Another post for me that is simple and hopefully serves as an example for people trying to get blogging as #SQLNewBloggers.
I’ve been writing about window functions, which I find very handy. In this post, I want to build a running total using the framing of the window. This continues from my last post on aggregates.
I’ve been looking at baseball data. Imagine that someone wants to know how many total home runs a player had at each stage of his career. In this case, if a player hit 1, then 4, then 5 home runs, we’d expect a running total to show:
- Year 1: 1
- Year 2: 5
- Year 3: 10
This is a cumbersome query without window functions, and inefficient, as I really need a subtotal query for each of the main rows. It’s difficult to write, read, and it’s slow. With a window function, however, I can use this query. You can see the framing with the ROWS section in the OVER() clause.
SELECT
yearid
, hr
, SUM (b.hr) OVER (ORDER BY b.yearID
ROWS BETWEEN UNBOUNDED PRECEDING AND CURRENT ROW) AS TotalHR
FROM dbo.batting AS b
WHERE b.playerID = 'griffke02'
ORDER BY b.yearID;
This gives me results that look like this:
Simple and easy to see and read.
This works as the window is scanned and totaled using the OVER() clause. In this case, the partition is the entire window, meaning all rows for this player. I’ve set the ordering to be the year, so as we move through the years, the SUM() is calculated using the part of the window that goes from the beginning, with the UNBOUNDED PRECEDING marker, until the current row.

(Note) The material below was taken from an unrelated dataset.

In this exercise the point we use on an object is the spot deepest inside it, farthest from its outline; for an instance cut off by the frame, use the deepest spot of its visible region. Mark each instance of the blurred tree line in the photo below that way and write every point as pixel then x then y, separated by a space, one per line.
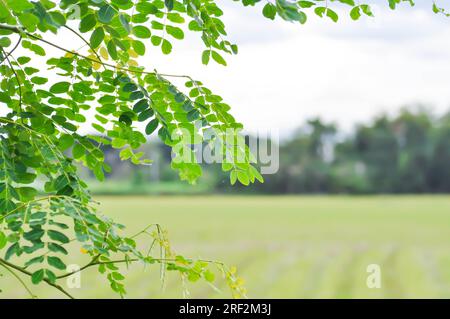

You can think of this as we scan from year 1989 first. In this case, the entire preceding section is nothing, and the current row is 1989. Therefore the sum is 16.
Next we look at year 1990. There is a preceding row (1989) and this current row. We sum those to get 16+22=38. We repeat this with each row, always going back to the first row.
For the ROWS clause, we can use the between to determine the start and end portion of the partition that we scan. This means we can use:
- unbounded preceding
- unbounded following
- current row
- an integer
We can combine these 4 choices to get what we need. If we were looking only for a best 3 year time frame of home runs, we could get a sum like this:
SELECT
yearid
, hr
, SUM (b.hr) OVER (ORDER BY b.yearID
ROWS BETWEEN 1 PRECEDING AND 1 FOLLOWING) AS TotalHR
FROM dbo.batting AS b
WHERE b.playerID = 'griffke02'
ORDER BY b.yearID;
This gives me a grouping of the SUM for the current 1, as well as 1 before and after, for each row. My results are shown below. For the first year, there is no preceding row, so we sum the current and next row, 16+22 for 38. For the second row, we have 16 preceding, 22 current, and 22 next, which sum to 60. You can check the math for others.
There’s more to this, but for now, a quick running total is using SUM() and then the ROWS BETWEEN UNBOUNDED PRECEDING and CURRENT ROW clause.
SQLNewBlogger
This was a quick 15 minutes to write. I took part of what I’d done in the last post, changed the query quickly, and then started to explain part of a clause. I’ll keep this around and use it to expand on some other places where the framing can be useful and affect how I work with data.
A good chance for you to also show how you might build a running total, or even running count, with your own data.